'Monsters Inside: The 24 Faces of Billy Milligan,' a new Netflix four-part docuseries, revisits the historic case of Billy Milligan, who became the first person to be acquitted of a violent crime claiming the defense of criminal insanity.
One of the victims recognized her assailant as Milligan, a young man from the area with a criminal record for rape and robbery after three rapes happened at Ohio State University in the late 1970s. Milligan, on the other hand, appeared to have no recall of the acts when he was apprehended in 1977.
Milligan, then 22, was charged with three counts of kidnapping, three counts of aggravated robbery, and four counts of rape after a gun was used in the crimes and firearms were discovered at his home.
Billi Milligan: First person to use personality disorder in legal defense
He was imprisoned at the Ohio State Penitentiary, where he received psychiatric evaluation and was diagnosed with dissociative identity disorder, also known as multiple personality disorder.
Milligan's attorneys claimed that throughout his youth when he was allegedly abused by his stepfather Chalmer Milligan, Billy Milligan's personality began to split. However, Chalmer always denied the allegations against him, Bustle reported.
Milligan's legal defense rested on the premise that he couldn't be held liable for the attacks because they weren't carried out by his primary character. His attorneys also claimed that his condition prohibited him from recognizing what was right and wrong and from cooperating with his lawyers.
Milligan's diagnosis was questioned by both medical experts and the general public, resulting in extensive media coverage of the case and a lingering fascination in DID. Milligan was eventually judged not guilty owing to insanity, and he was confined to a state-run mental institution.
Psychiatrists discovered that Milligan's mind had at least 24 different personalities. A British intellectual named Arthur, who studied science and medicine, an Eastern European named Regan, who was dubbed the "keeper of hate," and a young lesbian named Adalana, who Milligan claimed was the mastermind behind the rapes, were among those allegedly involved. As a consequence of his alterations, Milligan claimed to be able to talk and write in a variety of languages.
The film depicts Billy Milligan's eight years of imprisonment in jails and psychiatric facilities following his conviction, up until his July 4, 1986 escape from Central Ohio Psychiatric Hospital.
Milligan got false documents under the name Christopher Carr and moved to Bellingham, Washington, according to the Netflix docuseries. Milligan fled the state when his roommate Michael Madden went missing in September 1986 and was apprehended by authorities in Florida shortly after.
Although no one has ever been charged in Michael Madden's disappearance, many of his belongings were discovered in Milligan's apartment, and Milligan had been cashing Madden's disability payments in a joint bank account. Milligan was sent to Ohio after his arrest and re-institutionalized.
Per Esquire, Milligan was freed in 1988 when an independent psychiatrist determined that he was not a risk to society. Milligan returned to Columbus, Ohio, after several years in Los Angeles and Las Vegas, where his sister had acquired a mobile home for him. He worked there for the rest of his life, until he died of cancer in 2014, at the age of 59.
Can a person possess multiple personalities like Billy Milligan?

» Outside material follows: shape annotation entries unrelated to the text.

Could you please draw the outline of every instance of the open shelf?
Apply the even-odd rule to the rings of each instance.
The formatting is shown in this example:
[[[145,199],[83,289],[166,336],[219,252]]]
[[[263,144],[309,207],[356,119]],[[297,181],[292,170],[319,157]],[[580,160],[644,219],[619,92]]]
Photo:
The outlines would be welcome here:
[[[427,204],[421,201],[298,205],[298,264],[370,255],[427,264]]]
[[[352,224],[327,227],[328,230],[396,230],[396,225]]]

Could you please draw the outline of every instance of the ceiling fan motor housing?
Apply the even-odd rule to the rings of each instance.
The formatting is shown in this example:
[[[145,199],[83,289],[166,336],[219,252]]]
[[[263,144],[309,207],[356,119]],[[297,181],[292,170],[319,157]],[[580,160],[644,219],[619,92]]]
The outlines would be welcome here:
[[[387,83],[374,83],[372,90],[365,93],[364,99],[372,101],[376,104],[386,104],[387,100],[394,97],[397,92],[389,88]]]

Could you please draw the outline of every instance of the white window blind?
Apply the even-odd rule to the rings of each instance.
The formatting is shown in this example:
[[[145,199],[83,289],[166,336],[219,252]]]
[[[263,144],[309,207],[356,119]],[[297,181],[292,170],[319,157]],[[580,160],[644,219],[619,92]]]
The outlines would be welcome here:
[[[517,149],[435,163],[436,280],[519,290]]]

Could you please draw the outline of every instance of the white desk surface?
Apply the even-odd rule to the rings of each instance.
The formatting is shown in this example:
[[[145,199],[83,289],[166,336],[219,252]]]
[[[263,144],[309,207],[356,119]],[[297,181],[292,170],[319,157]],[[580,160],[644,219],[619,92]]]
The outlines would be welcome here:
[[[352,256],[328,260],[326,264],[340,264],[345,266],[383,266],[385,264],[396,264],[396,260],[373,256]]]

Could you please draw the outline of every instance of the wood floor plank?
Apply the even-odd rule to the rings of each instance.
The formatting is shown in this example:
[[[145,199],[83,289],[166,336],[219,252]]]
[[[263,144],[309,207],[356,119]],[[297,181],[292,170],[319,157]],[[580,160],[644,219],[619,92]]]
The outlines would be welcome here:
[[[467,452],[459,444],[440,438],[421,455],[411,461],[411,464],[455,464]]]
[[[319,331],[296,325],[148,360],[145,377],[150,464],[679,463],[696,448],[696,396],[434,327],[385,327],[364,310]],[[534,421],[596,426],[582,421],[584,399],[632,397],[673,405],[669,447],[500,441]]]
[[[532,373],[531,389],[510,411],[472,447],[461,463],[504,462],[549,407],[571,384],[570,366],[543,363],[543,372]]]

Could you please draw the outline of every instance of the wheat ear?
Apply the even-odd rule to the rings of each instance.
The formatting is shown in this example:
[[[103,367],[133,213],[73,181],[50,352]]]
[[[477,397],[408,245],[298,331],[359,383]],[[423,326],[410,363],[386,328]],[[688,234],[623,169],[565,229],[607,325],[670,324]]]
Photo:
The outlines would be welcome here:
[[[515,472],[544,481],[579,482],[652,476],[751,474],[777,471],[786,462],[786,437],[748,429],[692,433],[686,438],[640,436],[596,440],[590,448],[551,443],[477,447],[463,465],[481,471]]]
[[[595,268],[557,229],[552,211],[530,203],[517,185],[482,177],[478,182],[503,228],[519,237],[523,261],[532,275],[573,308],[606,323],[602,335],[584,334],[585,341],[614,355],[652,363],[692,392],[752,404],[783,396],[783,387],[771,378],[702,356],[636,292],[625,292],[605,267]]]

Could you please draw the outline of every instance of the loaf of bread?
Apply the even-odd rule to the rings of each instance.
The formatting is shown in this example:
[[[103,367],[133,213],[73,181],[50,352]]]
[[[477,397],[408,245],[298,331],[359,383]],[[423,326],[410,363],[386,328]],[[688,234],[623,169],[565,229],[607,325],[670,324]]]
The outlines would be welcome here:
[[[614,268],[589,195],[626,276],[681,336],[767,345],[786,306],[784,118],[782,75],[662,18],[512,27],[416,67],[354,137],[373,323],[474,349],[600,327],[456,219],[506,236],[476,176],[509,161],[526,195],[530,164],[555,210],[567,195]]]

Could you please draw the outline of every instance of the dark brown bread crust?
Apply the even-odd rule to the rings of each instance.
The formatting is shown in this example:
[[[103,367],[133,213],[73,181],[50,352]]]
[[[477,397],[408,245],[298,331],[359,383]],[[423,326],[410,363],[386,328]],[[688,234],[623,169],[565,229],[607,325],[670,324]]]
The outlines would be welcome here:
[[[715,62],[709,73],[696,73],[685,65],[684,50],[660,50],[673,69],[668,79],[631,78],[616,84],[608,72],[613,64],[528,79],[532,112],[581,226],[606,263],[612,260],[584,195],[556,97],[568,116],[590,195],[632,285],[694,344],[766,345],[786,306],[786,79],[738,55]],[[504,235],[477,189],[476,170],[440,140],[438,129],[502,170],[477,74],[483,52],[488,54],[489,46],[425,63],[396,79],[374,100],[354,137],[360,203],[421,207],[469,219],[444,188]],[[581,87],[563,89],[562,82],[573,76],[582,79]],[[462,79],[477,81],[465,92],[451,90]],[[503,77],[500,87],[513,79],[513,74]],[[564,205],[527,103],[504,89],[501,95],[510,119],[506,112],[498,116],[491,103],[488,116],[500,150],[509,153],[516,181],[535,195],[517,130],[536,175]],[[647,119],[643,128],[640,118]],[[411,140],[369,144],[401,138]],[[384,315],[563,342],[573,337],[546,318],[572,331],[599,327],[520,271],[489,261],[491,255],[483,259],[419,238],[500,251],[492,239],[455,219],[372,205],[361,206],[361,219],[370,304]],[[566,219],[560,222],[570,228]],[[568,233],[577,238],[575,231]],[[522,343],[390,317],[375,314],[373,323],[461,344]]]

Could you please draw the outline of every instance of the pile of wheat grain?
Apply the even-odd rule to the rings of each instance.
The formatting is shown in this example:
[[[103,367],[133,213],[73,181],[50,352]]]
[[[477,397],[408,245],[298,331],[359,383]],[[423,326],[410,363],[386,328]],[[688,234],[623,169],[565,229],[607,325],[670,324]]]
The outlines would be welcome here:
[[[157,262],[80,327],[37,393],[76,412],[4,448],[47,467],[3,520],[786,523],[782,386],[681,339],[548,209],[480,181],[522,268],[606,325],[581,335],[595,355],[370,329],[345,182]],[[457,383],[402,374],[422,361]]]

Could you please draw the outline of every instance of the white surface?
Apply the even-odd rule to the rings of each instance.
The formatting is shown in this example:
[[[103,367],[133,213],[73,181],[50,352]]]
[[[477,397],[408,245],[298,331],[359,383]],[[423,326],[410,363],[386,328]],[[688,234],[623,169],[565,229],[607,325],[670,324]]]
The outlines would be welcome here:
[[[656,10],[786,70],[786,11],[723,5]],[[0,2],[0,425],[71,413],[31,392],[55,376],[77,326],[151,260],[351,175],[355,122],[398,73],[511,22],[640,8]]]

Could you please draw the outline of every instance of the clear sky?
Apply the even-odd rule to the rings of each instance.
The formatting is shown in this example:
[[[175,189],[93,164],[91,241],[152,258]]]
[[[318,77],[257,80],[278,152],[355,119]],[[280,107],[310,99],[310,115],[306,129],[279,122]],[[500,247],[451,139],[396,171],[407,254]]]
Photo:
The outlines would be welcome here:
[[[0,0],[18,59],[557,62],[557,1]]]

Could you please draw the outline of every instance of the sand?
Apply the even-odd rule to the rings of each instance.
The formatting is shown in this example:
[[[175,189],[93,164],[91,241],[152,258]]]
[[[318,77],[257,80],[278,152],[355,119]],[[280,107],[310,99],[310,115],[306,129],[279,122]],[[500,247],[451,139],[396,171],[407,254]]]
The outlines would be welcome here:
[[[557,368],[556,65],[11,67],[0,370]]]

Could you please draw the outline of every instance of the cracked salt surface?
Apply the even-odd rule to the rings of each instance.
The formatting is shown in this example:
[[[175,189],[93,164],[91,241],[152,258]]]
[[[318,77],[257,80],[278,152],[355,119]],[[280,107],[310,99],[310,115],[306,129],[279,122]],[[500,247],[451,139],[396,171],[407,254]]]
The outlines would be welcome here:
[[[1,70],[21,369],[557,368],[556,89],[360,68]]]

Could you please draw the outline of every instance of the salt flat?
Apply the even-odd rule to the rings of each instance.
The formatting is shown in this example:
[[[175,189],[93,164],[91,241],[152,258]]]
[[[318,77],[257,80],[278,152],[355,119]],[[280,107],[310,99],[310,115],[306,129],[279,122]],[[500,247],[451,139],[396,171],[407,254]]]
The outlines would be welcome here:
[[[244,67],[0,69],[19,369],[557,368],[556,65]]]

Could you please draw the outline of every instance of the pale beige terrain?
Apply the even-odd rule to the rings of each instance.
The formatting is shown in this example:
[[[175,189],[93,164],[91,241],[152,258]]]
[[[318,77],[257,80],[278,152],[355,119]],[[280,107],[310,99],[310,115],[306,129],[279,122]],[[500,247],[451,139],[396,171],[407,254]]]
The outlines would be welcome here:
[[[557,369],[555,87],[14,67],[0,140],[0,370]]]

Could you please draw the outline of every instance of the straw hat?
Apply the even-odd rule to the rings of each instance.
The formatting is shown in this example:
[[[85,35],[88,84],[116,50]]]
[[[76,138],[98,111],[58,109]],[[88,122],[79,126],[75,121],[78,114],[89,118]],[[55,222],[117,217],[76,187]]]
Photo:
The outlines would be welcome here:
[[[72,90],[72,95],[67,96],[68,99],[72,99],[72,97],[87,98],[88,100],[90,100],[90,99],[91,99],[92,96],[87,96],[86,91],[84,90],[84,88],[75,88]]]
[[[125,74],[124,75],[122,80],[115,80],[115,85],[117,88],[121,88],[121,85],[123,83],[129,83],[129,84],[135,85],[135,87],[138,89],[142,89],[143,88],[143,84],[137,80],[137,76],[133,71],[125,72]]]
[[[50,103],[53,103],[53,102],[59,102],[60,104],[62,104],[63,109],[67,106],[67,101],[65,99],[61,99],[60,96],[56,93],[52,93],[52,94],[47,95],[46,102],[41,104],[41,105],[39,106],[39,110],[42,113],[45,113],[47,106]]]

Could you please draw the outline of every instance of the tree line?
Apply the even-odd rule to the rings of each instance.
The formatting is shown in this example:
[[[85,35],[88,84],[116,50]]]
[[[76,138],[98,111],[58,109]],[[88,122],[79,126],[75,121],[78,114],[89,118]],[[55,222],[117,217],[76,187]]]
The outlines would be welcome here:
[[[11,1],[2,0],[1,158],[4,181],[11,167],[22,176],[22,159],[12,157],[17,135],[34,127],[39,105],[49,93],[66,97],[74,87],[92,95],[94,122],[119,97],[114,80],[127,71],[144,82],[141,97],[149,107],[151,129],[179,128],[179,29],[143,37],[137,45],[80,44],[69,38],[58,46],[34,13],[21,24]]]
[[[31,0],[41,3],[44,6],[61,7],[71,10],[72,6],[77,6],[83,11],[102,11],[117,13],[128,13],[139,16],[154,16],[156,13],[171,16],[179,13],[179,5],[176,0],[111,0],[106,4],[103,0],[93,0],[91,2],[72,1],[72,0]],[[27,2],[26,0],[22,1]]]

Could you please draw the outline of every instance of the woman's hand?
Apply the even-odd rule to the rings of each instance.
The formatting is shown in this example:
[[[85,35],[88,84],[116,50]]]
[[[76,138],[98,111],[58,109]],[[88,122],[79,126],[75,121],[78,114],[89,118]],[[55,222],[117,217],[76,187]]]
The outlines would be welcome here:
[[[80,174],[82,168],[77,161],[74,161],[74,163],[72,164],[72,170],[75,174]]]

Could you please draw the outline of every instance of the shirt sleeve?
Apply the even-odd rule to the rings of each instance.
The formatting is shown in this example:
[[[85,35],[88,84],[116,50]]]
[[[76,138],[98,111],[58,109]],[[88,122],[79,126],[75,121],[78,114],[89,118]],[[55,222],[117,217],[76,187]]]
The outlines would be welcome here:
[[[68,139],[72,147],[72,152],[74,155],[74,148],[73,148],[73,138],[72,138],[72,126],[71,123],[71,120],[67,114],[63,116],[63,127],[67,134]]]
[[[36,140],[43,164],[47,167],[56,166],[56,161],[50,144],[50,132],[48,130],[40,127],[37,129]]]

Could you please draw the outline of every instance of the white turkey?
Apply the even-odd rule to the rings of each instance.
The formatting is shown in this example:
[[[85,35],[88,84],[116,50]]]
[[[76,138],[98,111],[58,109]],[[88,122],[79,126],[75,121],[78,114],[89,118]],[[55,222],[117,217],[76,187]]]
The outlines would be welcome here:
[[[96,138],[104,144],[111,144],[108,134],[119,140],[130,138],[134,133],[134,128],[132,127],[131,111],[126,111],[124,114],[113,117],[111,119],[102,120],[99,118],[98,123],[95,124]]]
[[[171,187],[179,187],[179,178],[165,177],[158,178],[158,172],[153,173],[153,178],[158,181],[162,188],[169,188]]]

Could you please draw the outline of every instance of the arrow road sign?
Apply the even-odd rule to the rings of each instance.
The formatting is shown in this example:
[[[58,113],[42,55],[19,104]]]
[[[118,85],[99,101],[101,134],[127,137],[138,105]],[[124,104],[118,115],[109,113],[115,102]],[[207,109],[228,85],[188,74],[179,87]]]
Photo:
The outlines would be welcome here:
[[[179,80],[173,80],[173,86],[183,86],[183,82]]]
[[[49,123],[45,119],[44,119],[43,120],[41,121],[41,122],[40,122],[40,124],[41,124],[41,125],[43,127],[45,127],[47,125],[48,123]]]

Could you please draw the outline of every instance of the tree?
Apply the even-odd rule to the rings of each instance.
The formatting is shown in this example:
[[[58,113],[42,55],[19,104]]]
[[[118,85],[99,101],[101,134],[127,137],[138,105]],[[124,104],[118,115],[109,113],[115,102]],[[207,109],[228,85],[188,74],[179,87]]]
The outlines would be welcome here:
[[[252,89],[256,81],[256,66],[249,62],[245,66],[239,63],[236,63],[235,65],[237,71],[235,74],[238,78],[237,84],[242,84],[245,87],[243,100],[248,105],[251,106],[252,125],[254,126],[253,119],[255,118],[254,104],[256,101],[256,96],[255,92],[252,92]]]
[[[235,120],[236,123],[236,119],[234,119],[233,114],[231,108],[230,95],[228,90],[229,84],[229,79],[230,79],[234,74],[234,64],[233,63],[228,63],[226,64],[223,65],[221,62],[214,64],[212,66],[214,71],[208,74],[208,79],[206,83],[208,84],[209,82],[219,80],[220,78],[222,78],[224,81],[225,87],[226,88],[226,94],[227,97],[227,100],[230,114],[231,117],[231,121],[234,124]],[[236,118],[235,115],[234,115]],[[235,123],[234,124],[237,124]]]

People were split on whether Billy Milligan, a serial rapist, had more than two dozen personalities. Was he truly in control when he raped several women or was he just a smart and cunning sociopath who made it all up? Is it possible for a human to have more than one personality, let alone 24?
While Milligan's lawyers were the first in the United States to successfully use several personalities in court, the concept was not new. Only a few years before, the 1973 book "Sybil" had sparked people's interest. Shirley Mason, a woman with 16 personalities, was said to be the inspiration for the story, as per Yahoo.
While the book and following 1976 miniseries were well-received, Mason subsequently acknowledged inventing the characters' personalities for publicity. Other hypotheses concerning multiple personalities have been contentious, if not outright ridiculed.
Dr. Dorothy Lewis has been accused of encouraging criminals to fabricate sickness as a legal defense. Is dissociative identity disorder, or DID, real or just a "psychiatric phenomenon," as National Public Radio described it?
According to a 2016 research published in the Harvard Review of Psychiatry, the disorder is real and not a fad. Nonetheless, the diagnosis appears to be uncommon. It affects around 1.5 percent of the world's population.
In terms of the number of personalities, it looks that dozens are possible. According to the National Alliance on Mental Illness, people with DID frequently experience amnesia and time loss, a claim Milligan stated in court.
Milligan's condition was attributed by psychiatrists to his violent and terrible childhood. Dissociative identity disorder is frequently linked to childhood trauma. "DID patients generally benefit from psychotherapy that addresses trauma and dissociation in accordance with expert consensus guidelines," according to the Harvard research.